Unity and perseverance paid off for four homeless moms in West Oakland who had been squatting in a vacant city home since Nov. 18 to protest that housing is “a human right.”
Wedgewood Properties is now allowing the group, Moms4Housing, to legally buy the property on Magnolia Street that they were removed from last week prompting widespread public outcry, according to Dominique Walker, one of the moms and the coordinator for the group, Bay Area station KTVU reported.
A judge ordered the moms evicted on Jan. 10, saying they had no legal claim to the property. They were removed by Alameda County sheriff’s deputies on Jan. 14. But Oakland residents and government officials rallied behind the women and helped to bring about the latest development.
“This is what happens when we organize,” Walker said during a press conference in front of Oakland City Hall, according to KTVU. “When people come together to build the beloved community. Today we honor Dr. King’s radical legacy by taking Oakland back from banks and corporations.”

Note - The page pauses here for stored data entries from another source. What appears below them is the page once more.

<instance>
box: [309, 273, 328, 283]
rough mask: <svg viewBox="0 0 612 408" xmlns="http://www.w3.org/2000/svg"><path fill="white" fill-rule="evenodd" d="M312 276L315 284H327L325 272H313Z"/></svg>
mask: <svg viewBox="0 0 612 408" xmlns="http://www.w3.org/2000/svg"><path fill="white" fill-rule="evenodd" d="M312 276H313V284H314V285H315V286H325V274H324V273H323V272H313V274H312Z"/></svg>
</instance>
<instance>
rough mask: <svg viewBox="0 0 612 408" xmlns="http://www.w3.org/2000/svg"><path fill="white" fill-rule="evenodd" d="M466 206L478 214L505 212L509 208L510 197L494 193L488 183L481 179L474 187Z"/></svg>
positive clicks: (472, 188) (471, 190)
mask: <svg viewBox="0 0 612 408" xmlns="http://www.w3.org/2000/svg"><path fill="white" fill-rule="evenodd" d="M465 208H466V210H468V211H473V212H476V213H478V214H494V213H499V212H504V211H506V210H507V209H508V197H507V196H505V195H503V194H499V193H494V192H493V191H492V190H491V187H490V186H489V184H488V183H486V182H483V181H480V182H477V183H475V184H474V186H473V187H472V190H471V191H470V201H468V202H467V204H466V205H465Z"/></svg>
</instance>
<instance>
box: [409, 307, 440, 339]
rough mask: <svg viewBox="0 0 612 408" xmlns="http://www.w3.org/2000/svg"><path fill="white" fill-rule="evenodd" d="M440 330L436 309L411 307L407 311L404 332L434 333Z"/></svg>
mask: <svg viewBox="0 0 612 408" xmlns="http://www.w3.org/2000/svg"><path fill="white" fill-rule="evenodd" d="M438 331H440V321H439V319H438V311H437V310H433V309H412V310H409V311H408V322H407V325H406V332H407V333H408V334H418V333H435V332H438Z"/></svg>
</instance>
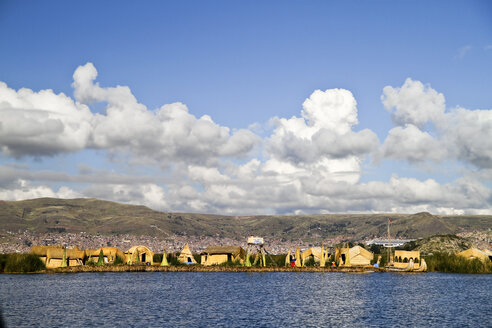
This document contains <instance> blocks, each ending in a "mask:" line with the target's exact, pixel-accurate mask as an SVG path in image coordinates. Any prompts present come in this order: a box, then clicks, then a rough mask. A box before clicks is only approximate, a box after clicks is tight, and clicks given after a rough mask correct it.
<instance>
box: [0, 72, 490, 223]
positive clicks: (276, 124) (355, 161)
mask: <svg viewBox="0 0 492 328" xmlns="http://www.w3.org/2000/svg"><path fill="white" fill-rule="evenodd" d="M96 79H97V70H96V68H95V67H94V66H93V65H92V64H91V63H88V64H86V65H83V66H80V67H78V68H77V69H76V71H75V73H74V74H73V84H72V86H73V88H74V98H73V99H72V98H70V97H68V96H66V95H64V94H56V93H54V92H53V91H52V90H42V91H39V92H34V91H32V90H29V89H20V90H18V91H16V90H13V89H10V88H9V87H8V86H7V85H6V84H5V83H2V82H0V114H1V115H0V147H1V151H2V154H3V158H4V159H5V158H9V157H15V158H16V159H17V160H18V161H19V158H21V160H22V157H23V156H34V157H37V158H43V156H52V155H56V154H64V153H73V152H78V151H81V150H84V149H85V150H86V152H91V154H92V153H100V151H101V150H102V153H103V154H104V153H106V154H109V155H110V156H112V157H113V158H114V156H121V157H120V158H121V159H124V160H128V161H130V162H131V164H133V165H134V166H136V167H137V169H136V170H135V171H123V172H121V171H120V172H114V171H112V170H111V169H108V168H107V167H106V168H101V167H91V166H90V165H91V164H90V163H84V164H80V165H79V169H78V172H76V173H74V171H73V170H71V171H70V172H71V173H69V172H59V171H54V170H53V171H51V170H49V169H46V168H45V169H44V170H35V169H31V168H29V167H28V166H27V164H25V165H24V166H16V165H8V164H5V163H4V164H0V199H26V198H35V197H97V198H102V199H108V200H114V201H120V202H126V203H133V204H144V205H147V206H150V207H152V208H154V209H158V210H165V211H181V212H190V211H191V212H205V213H222V214H240V215H242V214H265V213H271V214H274V213H282V214H284V213H297V214H301V213H329V212H416V211H430V212H433V213H487V211H490V210H489V209H490V208H491V206H492V192H491V190H490V188H489V187H488V186H487V182H483V181H487V180H488V181H491V180H492V175H491V174H492V111H490V110H470V109H465V108H453V109H448V108H446V104H445V98H444V96H443V95H442V94H441V93H438V92H437V91H435V90H434V89H432V88H431V87H430V85H424V84H423V83H421V82H419V81H414V80H411V79H407V80H406V81H405V82H404V83H403V85H402V86H399V87H393V86H386V87H385V88H384V89H383V95H382V98H381V100H382V103H383V106H384V107H385V108H386V110H387V111H388V112H389V113H390V115H391V116H392V119H393V122H394V124H395V126H394V127H393V128H392V129H390V131H388V134H387V136H386V137H385V139H384V142H383V144H380V143H379V140H378V138H377V136H376V134H375V133H374V132H373V131H371V130H369V129H356V127H357V125H358V123H359V122H358V109H357V103H356V100H355V98H354V96H353V95H352V93H351V92H350V91H348V90H344V89H329V90H325V91H321V90H316V91H314V92H313V93H312V94H311V95H310V96H309V97H308V98H307V99H306V100H305V101H304V103H303V104H302V109H301V110H300V113H299V115H298V116H293V117H291V118H282V117H274V118H272V119H271V120H270V124H271V125H270V128H271V131H270V134H269V135H268V136H266V137H265V138H263V139H260V138H259V137H258V136H257V135H255V134H254V133H253V132H251V131H250V130H249V129H239V130H232V129H230V128H229V127H225V126H221V125H219V124H217V123H215V122H214V121H213V119H212V118H211V117H210V116H208V115H204V116H202V117H196V116H194V115H193V114H192V113H190V111H189V109H188V108H187V106H186V105H185V104H183V103H179V102H177V103H172V104H165V105H163V106H161V107H159V108H156V109H154V110H149V109H148V108H147V107H146V106H145V105H143V104H141V103H139V102H138V100H137V99H136V98H135V96H134V95H133V94H132V92H131V90H130V88H128V87H126V86H116V87H101V86H100V85H99V84H98V83H97V82H96ZM94 103H102V104H103V105H104V106H105V108H104V111H103V113H94V112H91V110H90V108H91V107H92V105H93V104H94ZM382 112H384V110H382ZM256 146H258V148H257V149H258V150H262V151H263V152H262V153H261V156H254V155H255V154H258V153H256V152H252V150H254V149H255V147H256ZM87 149H88V151H87ZM368 158H376V159H378V161H375V162H374V163H373V164H374V165H377V164H379V163H381V162H384V161H386V162H390V163H391V165H394V164H395V163H396V165H400V164H401V162H400V161H408V163H410V166H412V167H414V166H413V165H414V164H416V163H417V164H420V163H422V162H428V161H430V162H431V163H432V164H433V165H435V167H436V168H442V167H446V164H447V163H450V162H452V163H455V164H456V163H458V164H456V165H457V166H458V168H459V169H460V172H459V174H457V175H455V176H457V177H454V178H452V179H449V180H448V181H445V182H443V181H441V180H439V179H437V178H432V177H431V178H429V177H427V178H425V179H417V178H416V177H412V176H399V175H401V172H398V175H397V174H393V175H391V174H389V175H388V176H390V177H389V178H386V180H385V179H383V178H379V179H376V178H375V179H373V180H372V181H368V177H367V175H366V178H365V179H363V180H361V177H362V176H363V174H364V170H365V169H366V168H367V167H365V165H367V162H368V161H367V159H368ZM17 163H18V162H17ZM108 163H109V164H108ZM462 163H465V164H466V165H462ZM106 164H107V166H108V167H111V162H106ZM139 164H144V165H145V166H142V167H143V168H150V172H146V174H145V175H142V172H143V171H145V170H139V169H140V168H142V167H140V166H139ZM94 165H96V164H94ZM34 166H35V165H34ZM417 167H418V166H417ZM135 172H140V174H136V173H135ZM405 172H408V171H405ZM390 173H391V172H390ZM393 173H394V172H393ZM361 181H362V182H361Z"/></svg>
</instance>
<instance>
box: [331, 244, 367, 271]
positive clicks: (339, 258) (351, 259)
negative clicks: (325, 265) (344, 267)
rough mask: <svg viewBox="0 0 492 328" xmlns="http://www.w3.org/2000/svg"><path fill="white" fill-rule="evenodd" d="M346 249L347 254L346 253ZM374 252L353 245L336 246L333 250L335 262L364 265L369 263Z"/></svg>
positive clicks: (362, 265) (346, 265)
mask: <svg viewBox="0 0 492 328" xmlns="http://www.w3.org/2000/svg"><path fill="white" fill-rule="evenodd" d="M347 251H348V255H347ZM373 258H374V254H373V253H372V252H369V251H368V250H367V249H365V248H363V247H360V246H358V245H357V246H354V247H352V248H350V249H349V248H338V249H337V250H336V252H335V261H336V263H341V264H342V265H346V266H364V265H370V264H371V261H372V259H373Z"/></svg>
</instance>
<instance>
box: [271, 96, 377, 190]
mask: <svg viewBox="0 0 492 328" xmlns="http://www.w3.org/2000/svg"><path fill="white" fill-rule="evenodd" d="M301 114H302V117H300V118H299V117H295V116H294V117H292V118H290V119H285V118H274V119H273V120H272V123H273V124H274V126H275V129H274V131H273V134H272V135H271V136H270V137H269V138H268V139H267V141H266V152H265V154H266V156H267V157H269V158H270V159H269V160H268V161H267V162H266V164H265V167H264V168H263V170H264V171H268V172H274V173H276V174H283V173H289V174H292V173H294V172H296V173H297V174H302V172H304V174H310V173H311V172H312V171H314V170H321V172H322V173H321V174H326V175H330V176H331V177H334V178H335V179H337V180H338V179H341V178H342V177H346V178H347V181H351V182H352V183H355V182H356V181H357V180H358V178H359V173H360V162H361V159H362V158H364V157H365V155H366V154H368V153H370V152H371V151H372V150H374V149H376V148H377V146H378V144H379V141H378V139H377V137H376V135H375V134H374V132H372V131H370V130H367V129H365V130H362V131H360V132H354V131H353V130H352V127H353V126H354V125H356V124H357V123H358V121H357V107H356V101H355V99H354V97H353V95H352V93H351V92H350V91H348V90H343V89H331V90H326V91H320V90H316V91H314V92H313V93H312V94H311V96H310V97H309V98H308V99H306V101H305V102H304V103H303V110H302V113H301ZM347 171H350V174H349V175H347V174H345V173H346V172H347Z"/></svg>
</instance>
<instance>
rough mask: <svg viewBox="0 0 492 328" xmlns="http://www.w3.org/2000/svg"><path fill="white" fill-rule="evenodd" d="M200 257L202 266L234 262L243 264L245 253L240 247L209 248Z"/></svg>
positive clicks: (234, 246) (215, 247) (219, 246)
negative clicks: (200, 258) (200, 257)
mask: <svg viewBox="0 0 492 328" xmlns="http://www.w3.org/2000/svg"><path fill="white" fill-rule="evenodd" d="M200 255H201V261H200V262H201V264H202V265H217V264H222V263H226V262H236V261H239V263H241V264H243V263H244V260H245V258H246V251H245V250H244V249H243V248H242V247H240V246H209V247H207V248H205V249H204V250H203V251H202V252H201V253H200Z"/></svg>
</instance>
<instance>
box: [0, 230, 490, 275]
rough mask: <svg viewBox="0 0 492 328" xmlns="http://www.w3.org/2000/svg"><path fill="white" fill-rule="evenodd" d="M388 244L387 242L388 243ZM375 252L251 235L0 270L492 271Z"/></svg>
mask: <svg viewBox="0 0 492 328" xmlns="http://www.w3.org/2000/svg"><path fill="white" fill-rule="evenodd" d="M388 240H389V239H388ZM386 250H387V252H386V251H383V252H381V253H383V254H374V253H372V252H370V251H369V250H367V249H365V248H364V247H362V246H361V245H355V246H353V247H349V245H348V244H347V243H345V244H340V245H338V247H334V246H325V245H321V246H320V247H310V248H307V249H304V250H302V251H301V249H300V248H299V247H297V248H296V249H295V251H294V250H292V249H289V251H288V253H287V254H280V255H279V254H275V255H274V254H270V253H269V252H268V251H267V250H266V248H265V247H264V242H263V238H260V237H254V236H251V237H249V238H248V243H247V247H246V249H243V248H242V247H241V246H209V247H206V248H205V249H203V250H202V251H201V252H200V253H198V254H194V253H192V252H191V250H190V247H189V246H188V244H185V245H184V247H183V249H182V250H181V252H178V253H169V254H167V253H166V251H165V250H162V253H157V254H156V253H154V252H153V251H152V250H151V249H150V248H148V247H146V246H144V245H136V246H133V247H131V248H129V249H128V250H126V251H121V250H120V249H118V248H117V247H101V248H98V249H85V250H81V249H79V248H78V247H76V246H72V247H62V246H33V247H32V249H31V253H30V254H10V255H1V256H0V272H7V273H9V272H22V273H27V272H46V273H71V272H73V273H75V272H352V273H366V272H426V271H427V270H428V267H430V271H442V272H461V273H490V272H492V262H491V259H492V253H491V252H490V251H488V250H478V249H469V250H466V251H463V252H460V253H457V254H451V255H446V256H436V255H431V256H427V257H426V259H428V261H430V262H429V266H428V264H427V262H426V260H425V259H424V258H422V257H421V255H420V252H419V251H416V250H414V251H406V250H395V251H392V250H391V247H387V248H386Z"/></svg>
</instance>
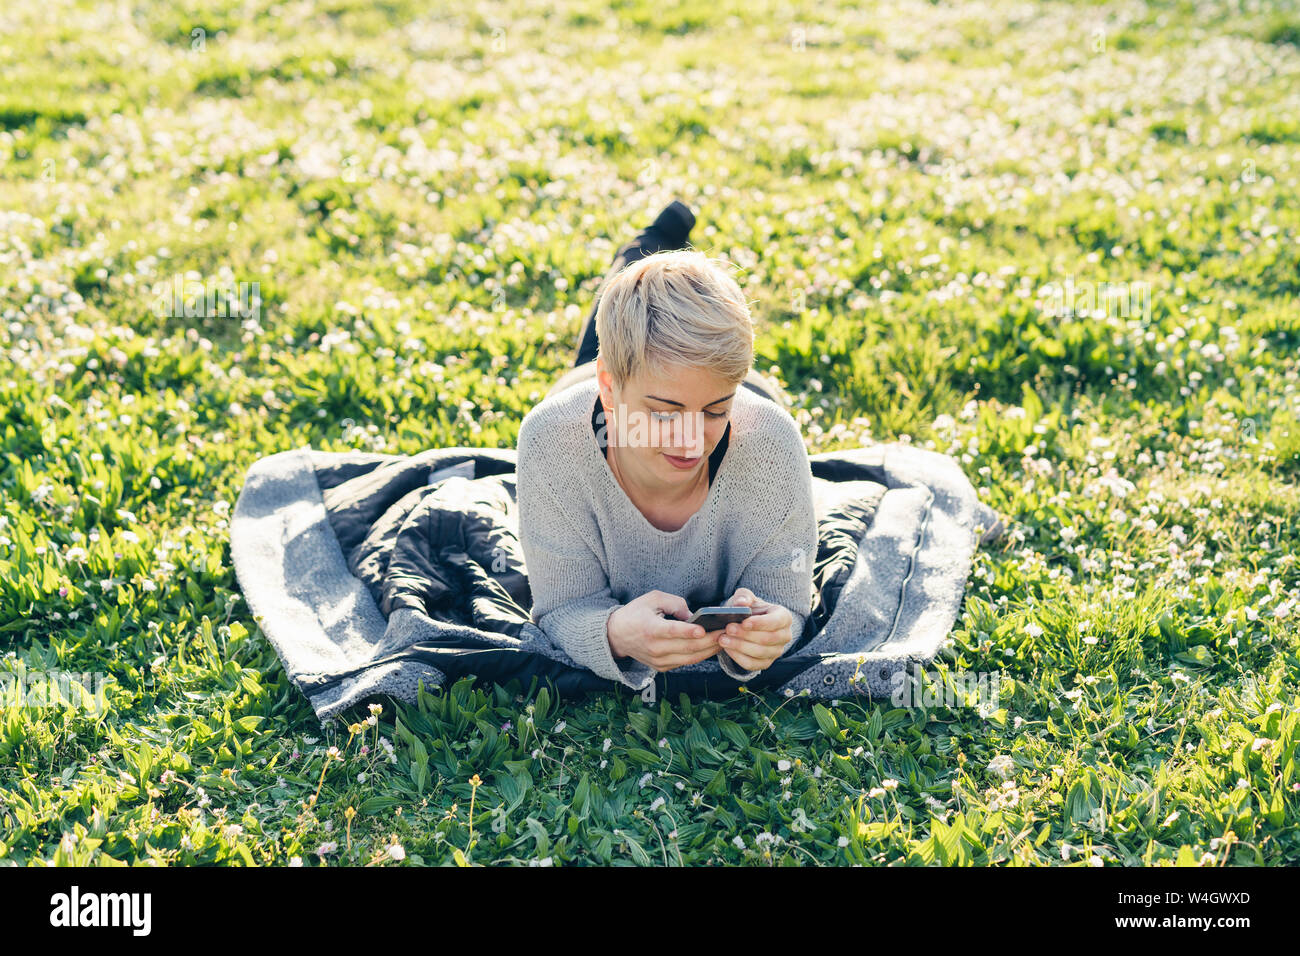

Walker added she was proud to lead such an important movement.
“People power showed Wedgewood and our mayor that housing is a human right,” Walker said. “We will not stop organizing until all unhoused folks have shelter.”
Sam Singer, a spokesman for Wedgewood, a real estate investment firm, confirmed to news outlets that the home is being sold to the moms. The price has not been negotiated as of yet, but Singer said the house, which was vacant for two years, was purchased by Wedgewood for $501,078 on July 31, 2019. Wedgewood will sell the house at or beneath the appraised price to nonprofit, Oakland Community Land Trust, on behalf of the women.
The mothers say this is just the start. They are pushing a movement to open up vacant homes to the homeless people and to create more affordable housing, according to Carroll Fife, Director of Oakland Alliance of Californians for Community Empowerment.
“The moms fought for all of Oakland,” Fife told KTVU.
Wedgewood is now agreeing to work with Oakland’s Housing and Community Development Department and the Oakland Community Land Trust to offer a first right of refusal program for its portfolio of Oakland properties.